Un régime autocratique qui a fait de la conservation à tout prix du pouvoir son projet de société, s’use avec le temps. Il lui devient impossible de proposer du concret au peuple qu’il soumet aux pires formes d’humiliation, marginalise et opprime au gré de ses humeurs. Un tel régime n’a que faire du jugement de son peuple. L’essentiel pour les tenants de cette forme de gouvernance, c’est de pouvoir trouver des astuces à travers des discours habilement concoctés pour séduire les bailleurs de fonds qui les aident à remplir leurs poches, au grand dam des populations. Ces dernières peuvent attendre, le temps qu’un hypothétique messie vienne les délivrer de leur souffrance.

Le cynisme du régime cinquantenaire que dirige aujourd’hui Faure Gnassingbé n’est plus à démontrer. Quand on sait qu’on n’a pas besoin des suffrages des populations togolaises pour avoir une majorité à l’Assemblée nationale ou pour être réélu à la tête du pays lors de la présidentielle, on peut se permettre certaines « folies » qui dénaturent l’essence même de la gouvernance démocratique. C’est un secret de Polichinelle. Ceux qui sont au pouvoir n’ont jamais gagné d’élections au Togo.
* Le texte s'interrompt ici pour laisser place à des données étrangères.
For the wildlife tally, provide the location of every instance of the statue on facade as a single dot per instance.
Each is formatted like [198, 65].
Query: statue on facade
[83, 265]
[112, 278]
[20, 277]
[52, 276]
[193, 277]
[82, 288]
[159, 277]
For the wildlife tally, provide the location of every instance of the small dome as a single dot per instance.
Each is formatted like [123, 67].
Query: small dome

Et comme ce ne sont pas les Togolais qui leur ont permis d’avoir ce privilège, pas de compte à leur rendre. Sinon, Selom Komi Klassou, le Premier ministre reconduit dans la nuit du 24 janvier dernier, qui a immédiatement formé son gouvernement dans la même nuit (un record impressionnant), ne peut plus se permettre de se présenter devant l’Assemblée monocolore et procéder à une relecture de la politique générale du gouvernement qu’il avait présentée en 2015 lorsqu’il a été nommé pour la première fois.
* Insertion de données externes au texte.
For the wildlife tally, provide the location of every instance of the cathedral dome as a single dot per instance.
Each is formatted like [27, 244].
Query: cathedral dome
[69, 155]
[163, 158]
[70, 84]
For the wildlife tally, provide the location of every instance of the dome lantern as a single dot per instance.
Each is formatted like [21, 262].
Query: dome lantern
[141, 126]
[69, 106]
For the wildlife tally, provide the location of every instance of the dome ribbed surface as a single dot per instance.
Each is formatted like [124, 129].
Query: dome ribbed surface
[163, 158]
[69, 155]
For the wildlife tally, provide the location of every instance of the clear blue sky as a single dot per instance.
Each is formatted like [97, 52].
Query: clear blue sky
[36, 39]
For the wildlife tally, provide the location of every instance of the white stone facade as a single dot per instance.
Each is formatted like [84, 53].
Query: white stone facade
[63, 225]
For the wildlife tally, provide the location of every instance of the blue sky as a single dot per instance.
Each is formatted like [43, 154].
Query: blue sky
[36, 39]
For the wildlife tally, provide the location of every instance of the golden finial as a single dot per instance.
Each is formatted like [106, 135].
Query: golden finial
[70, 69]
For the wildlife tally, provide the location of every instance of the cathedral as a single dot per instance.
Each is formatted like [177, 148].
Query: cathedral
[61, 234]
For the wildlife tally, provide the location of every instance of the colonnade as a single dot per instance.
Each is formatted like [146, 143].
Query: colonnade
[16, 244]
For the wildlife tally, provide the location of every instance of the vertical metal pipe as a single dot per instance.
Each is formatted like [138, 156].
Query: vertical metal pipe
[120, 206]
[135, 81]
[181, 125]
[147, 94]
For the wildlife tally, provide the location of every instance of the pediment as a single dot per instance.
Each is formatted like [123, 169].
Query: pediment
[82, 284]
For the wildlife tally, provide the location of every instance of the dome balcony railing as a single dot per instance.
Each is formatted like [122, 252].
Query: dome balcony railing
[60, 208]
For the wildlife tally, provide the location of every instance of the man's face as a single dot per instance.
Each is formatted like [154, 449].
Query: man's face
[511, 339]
D’aucuns pensent que Selom Klassou n’avait pas le choix, puisqu’en trois (03) ans, il n’a rien fait de sa politique générale présentée tambour battant devant l’ancienne Assemblée nationale. Le natif de Haho se trouve dans l’obligation d’ouvrir les tiroirs, dépoussiérer le document et le rapporter à ses « amis nommés » qui font semblant de découvrir une nouveauté dans ce qu’a raconté le Premier ministre. Cela fait combien d’années que le gouvernement bassine les Togolais avec ces histoires des réformes constitutionnelles et institutionnelles, de lutte contre la corruption, de modernisation de la justice, de développement des réseaux routiers, de développement de l’agriculture, de renforcement de l’économie nationale, d’assainissement des finances publiques et des services de l’administration, etc. ? Et voilà, Klassou revient avec les mêmes chansons.
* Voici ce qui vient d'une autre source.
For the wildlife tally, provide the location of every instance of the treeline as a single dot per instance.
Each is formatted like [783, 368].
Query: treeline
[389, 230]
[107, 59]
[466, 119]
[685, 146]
Réformes constitutionnelles et institutionnelles

Cela fait bientôt 14 ans qu’on parle des réformes constitutionnelles et institutionnelles au Togo. Ces réformes contenues dans l’Accord politique global (APG) qui a légitimé le pouvoir de Faure Gnassingbé (après avoir marché sur plus de 1 000 cadavres des Togolais pour accéder au pouvoir) sont devenues un serpent de mer. Le régime cinquantenaire a toujours trouvé des astuces pour renvoyer aux calendes grecques. Il a toujours vu en ces réformes qui favoriseront des élections transparentes, équitables et acceptées par tous et mettront le pays sur les rails de la démocratie et de la bonne gouvernance, une occasion de perdre le pouvoir. Dans les discours, on promet ces réformes, même devant les partenaires en développement. Mais dans les actes, le régime fait tout pour qu’elles n’aient pas lieu ou qu’elles soient faites selon ses désirs.

Lors de sa nomination à la tête du gouvernement en juin 2015, Selom Komi Klassou avait tenu les mêmes discours devant l’Assemblée nationale. Trois (03) ans après, ces réformes constitutionnelles et institutionnelles sont restées entières. Rien n’a été fait par son gouvernement qui puisse témoigner de la volonté du régime de mettre en œuvre ce que la majorité des Togolais désirent tant. Et l’homme revient avec le discours. « S’agissant des réformes politiques, le Président de la République, fort de la volonté et de l’engagement qui n’ont jamais cessé de l’animer, a demandé au gouvernement d’agir avec célérité pour parachever le processus de révision constitutionnelle largement amorcé ces derniers mois. Pour ce faire, mon gouvernement prendra des mesures nécessaires pour réactiver le débat parlementaire sur le projet de texte élaboré conformément à la feuille de route de la CEDEAO », avait-il annoncé devant les députés le 25 janvier dernier. Comment ces réformes se feront-elles? C’est la question qui se pose aujourd’hui.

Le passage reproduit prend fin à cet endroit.